Rome, Open City was an international triumph for both Magnani and her director, Rossellini. They quickly became close collaborators and lovers, despite their differences in temperament. Magnani was the passionate, ever faithful diva. Rossellini was the charmed smooth talker. It probably would not have lasted, even without Rossellini’s mutual admiration for the unhappily married Ingrid Bergman.
Looking for a break from the Hollywood system, Rossellini’s Stromboli appeared to be the perfect project. A morality play set against the exotic backdrop of the volcanic Aeolian Islands, Stromboli was largely lifted from a proposal developed by Rossellini’s cousins—or at least that is how they saw it. Slightly put out by the appropriation, the budding filmmakers produced their film anyway, with Hollywood director William Dieterle at the helm and none other than the spurned Magnani herself as the star. Guess which director brought their film in on-time and within budget.
As production began on the isolated Stromboli Island, thanks to Howard Hughes, the relationship between Rossellini and Bergman intensified. With rumors swirling and pictures of PDA’s splashed across the newspapers, she became radioactive for her former Hollywood colleagues, leading to no end of stress for the Swedish movie star. The narrative elements of both competing films, featuring disgraced women shunned by narrow-minded islanders, did not exactly help either, but it certainly represents fertile soil for film critics and historians to analyze.
Most movie fans will know the broad strokes of this infamous story, but the details are fascinating.

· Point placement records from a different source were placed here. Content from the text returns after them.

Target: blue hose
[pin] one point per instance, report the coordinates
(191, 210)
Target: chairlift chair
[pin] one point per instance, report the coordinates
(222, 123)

Patierno completely eschews talking heads, telling the tale through anonymous voiceover narration, archival publicity footage, and shrewdly selected clips from the principles’ films that thematically fit the events under discussion (like for instance, Hitchcock’s Notorious). Almost entirely black-and-white as a result, Volcanoes captures a vivid sense of the era’s sophistication.
While rather a shorty at fifty-two minutes (preceded by a ten minute short following the eternal Manoel de Oliveira during the filming of The Strange Case of Angelica), War of the Volcanoes is nonetheless quite informative and entertaining, like a gossip show for upscale cineastes. Recommended for fans of Italian cinema and Hollywood’s golden age, War of the Volcanoes screens this Saturday (9/29) and the following Wednesday (10/3) as part of the 2012 NYFF.
LFM GRADE: B+
Posted on September 27th, 2012 at 12:21pm.